Two international organisations have unveiled a nutritious and cheaper food supplement, the e’Pap, in a bid to alleviate hunger in Zimbabwe.

The food supplement, which costs less than a quarter of a dollar per serving, was introduced by Miracle Missions in conjunction with e’Pap Zimbabwe.

Miracle Missions is a Christian organisation involved in community work around the country.

E’Pap, which is already popular in South Africa, is a pre-cooked cereal made from unrefined maize and soya bean with 28 added nutrients, to focus on addressing micronutrient deficiencies, also known as hidden hunger.

E’Pap Zimbabwe representative, Shelley Lasker said the food supplement was not only full of nutrients, but has also been formulated to improve the ability of the body to digest and break down food, ensuring full benefits in one’s entire diet.

“E’Pap is a great tool for companies with social responsibility programmes,” she said.

The supplement comes at a time when over two million people in Zimbabwe are in need of food assistance following poor yields in most parts of the country, according to the World Food Programme (WFP).

Hunger is most prevalent in provinces such as Manicaland, Masvingo, Midlands and Matabeleland region.

Statistics from the Ministry of Health and Child Welfare indicate that about 12 000 children under the age of five die in the country yearly as a result of malnutrition.

Econocom Foods chief executive officer, Basil Kransdorff, a food expert from South Africa, said poverty has seen the emergence of a “sterile mono diet” focussed on maize meal, which does not address the daily nutrient requirements.
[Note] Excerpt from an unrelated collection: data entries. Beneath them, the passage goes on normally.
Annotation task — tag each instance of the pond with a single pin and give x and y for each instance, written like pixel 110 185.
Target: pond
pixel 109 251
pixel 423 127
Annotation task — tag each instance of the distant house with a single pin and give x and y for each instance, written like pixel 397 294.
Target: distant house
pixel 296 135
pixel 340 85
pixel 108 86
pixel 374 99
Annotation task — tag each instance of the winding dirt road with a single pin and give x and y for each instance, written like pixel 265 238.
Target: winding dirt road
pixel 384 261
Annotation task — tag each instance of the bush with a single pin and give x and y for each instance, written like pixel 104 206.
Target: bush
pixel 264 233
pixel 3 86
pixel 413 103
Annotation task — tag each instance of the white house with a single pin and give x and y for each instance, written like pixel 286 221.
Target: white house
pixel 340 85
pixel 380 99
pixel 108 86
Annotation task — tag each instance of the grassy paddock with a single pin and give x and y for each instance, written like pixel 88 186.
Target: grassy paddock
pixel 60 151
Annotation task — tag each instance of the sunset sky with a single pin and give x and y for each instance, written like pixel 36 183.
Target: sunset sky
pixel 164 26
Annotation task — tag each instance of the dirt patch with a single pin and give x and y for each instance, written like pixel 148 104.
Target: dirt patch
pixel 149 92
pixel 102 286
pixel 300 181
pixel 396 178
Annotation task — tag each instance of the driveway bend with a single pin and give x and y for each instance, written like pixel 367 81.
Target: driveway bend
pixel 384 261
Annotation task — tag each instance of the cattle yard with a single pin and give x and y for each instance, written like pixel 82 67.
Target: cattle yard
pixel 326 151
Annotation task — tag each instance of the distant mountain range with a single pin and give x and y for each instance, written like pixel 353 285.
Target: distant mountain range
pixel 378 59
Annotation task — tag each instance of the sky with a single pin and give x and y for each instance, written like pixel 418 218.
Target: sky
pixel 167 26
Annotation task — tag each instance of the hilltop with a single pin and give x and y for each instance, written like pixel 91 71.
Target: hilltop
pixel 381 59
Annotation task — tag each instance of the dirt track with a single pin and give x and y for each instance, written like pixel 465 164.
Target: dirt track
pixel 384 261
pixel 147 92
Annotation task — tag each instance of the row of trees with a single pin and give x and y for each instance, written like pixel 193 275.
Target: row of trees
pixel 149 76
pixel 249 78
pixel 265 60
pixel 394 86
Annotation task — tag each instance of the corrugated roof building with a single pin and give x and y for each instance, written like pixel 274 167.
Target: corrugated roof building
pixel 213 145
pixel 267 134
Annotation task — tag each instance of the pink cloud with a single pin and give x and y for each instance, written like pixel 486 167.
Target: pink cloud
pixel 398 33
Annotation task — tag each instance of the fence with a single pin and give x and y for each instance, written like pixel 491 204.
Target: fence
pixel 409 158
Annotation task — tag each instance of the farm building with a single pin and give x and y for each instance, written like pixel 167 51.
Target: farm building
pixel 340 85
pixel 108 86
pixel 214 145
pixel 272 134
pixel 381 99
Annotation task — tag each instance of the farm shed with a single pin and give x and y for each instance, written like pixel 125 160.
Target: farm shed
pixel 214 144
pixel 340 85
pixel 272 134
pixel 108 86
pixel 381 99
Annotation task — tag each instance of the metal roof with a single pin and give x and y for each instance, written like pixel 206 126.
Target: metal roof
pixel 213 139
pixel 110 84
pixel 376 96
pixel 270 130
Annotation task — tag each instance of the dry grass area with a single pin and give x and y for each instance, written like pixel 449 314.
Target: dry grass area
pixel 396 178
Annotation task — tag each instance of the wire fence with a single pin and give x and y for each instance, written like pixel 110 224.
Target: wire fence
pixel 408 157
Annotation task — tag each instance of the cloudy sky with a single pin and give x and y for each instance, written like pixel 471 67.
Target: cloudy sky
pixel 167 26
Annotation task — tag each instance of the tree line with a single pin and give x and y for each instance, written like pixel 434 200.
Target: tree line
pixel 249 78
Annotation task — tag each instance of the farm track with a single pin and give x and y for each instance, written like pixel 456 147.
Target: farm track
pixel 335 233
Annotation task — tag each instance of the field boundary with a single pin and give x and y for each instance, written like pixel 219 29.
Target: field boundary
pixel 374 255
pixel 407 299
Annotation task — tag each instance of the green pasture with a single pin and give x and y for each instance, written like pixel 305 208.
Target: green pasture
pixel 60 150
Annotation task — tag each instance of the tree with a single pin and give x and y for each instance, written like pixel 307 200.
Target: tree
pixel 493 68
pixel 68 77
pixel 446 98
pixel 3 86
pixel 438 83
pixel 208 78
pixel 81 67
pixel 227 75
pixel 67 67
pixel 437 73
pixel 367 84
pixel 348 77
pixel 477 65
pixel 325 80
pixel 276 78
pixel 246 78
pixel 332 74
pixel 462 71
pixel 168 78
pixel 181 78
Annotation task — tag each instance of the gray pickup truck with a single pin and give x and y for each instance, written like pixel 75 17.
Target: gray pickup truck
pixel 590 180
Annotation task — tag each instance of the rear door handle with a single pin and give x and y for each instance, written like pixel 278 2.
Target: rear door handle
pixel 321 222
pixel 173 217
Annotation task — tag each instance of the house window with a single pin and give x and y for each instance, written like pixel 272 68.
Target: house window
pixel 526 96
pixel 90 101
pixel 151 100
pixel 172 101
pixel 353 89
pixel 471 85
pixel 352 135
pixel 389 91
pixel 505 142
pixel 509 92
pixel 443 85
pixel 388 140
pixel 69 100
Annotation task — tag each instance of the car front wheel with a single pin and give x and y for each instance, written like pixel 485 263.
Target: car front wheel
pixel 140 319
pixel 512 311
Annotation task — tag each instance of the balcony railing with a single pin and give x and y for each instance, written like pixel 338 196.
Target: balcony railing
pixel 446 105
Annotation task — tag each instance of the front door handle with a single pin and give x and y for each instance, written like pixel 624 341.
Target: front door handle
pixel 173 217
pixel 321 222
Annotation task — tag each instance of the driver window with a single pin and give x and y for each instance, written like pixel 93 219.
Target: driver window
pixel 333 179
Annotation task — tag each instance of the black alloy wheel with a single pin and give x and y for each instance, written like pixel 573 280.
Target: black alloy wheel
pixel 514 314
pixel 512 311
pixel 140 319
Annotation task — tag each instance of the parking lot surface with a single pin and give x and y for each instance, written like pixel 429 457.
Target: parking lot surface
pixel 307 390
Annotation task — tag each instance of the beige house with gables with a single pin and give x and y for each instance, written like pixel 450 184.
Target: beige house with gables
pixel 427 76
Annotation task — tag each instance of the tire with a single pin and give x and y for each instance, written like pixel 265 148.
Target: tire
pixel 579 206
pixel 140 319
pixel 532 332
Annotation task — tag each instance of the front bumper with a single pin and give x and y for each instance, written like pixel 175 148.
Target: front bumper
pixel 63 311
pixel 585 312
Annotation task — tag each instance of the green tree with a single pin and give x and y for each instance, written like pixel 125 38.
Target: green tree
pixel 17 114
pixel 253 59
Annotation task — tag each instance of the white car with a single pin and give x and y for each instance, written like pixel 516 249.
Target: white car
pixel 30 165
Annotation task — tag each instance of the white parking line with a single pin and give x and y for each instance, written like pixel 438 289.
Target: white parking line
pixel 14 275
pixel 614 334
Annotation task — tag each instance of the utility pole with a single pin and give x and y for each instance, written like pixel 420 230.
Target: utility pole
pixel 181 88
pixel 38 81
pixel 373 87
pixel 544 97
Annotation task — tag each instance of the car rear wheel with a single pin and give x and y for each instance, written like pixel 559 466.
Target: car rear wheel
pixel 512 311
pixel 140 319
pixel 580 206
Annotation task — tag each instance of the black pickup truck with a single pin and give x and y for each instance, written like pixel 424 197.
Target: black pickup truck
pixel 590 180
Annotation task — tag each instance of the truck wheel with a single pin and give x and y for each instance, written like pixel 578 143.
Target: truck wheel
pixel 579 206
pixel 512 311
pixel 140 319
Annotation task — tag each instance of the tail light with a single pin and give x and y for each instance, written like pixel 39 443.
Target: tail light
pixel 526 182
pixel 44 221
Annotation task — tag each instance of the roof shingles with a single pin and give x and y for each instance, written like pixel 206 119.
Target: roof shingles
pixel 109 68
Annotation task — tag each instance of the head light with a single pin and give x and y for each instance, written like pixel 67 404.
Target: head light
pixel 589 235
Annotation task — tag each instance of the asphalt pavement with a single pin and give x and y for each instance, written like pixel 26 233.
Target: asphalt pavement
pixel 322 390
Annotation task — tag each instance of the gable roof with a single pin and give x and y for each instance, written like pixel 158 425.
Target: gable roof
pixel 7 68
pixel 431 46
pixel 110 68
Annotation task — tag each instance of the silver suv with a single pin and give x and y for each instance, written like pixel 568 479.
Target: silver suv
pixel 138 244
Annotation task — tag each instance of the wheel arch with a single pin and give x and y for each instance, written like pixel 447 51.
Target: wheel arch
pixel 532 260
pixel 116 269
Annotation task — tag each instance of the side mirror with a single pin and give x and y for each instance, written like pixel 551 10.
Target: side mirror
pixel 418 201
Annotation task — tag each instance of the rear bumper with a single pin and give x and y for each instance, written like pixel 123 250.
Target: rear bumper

This, he said, was now called “hidden hunger” which e’Pap sought to address.

Hidden hunger is not the kind that comes from lack of food, but is a long-term, chronic lack of vitamins and minerals.

“Eating commercially farmed and over-processed sterile food may make us feel full, but our bodies will not ever be nutrient replete. Nutrient repleteness plays a vital role in helping human beings become functional,” Kransdorff said.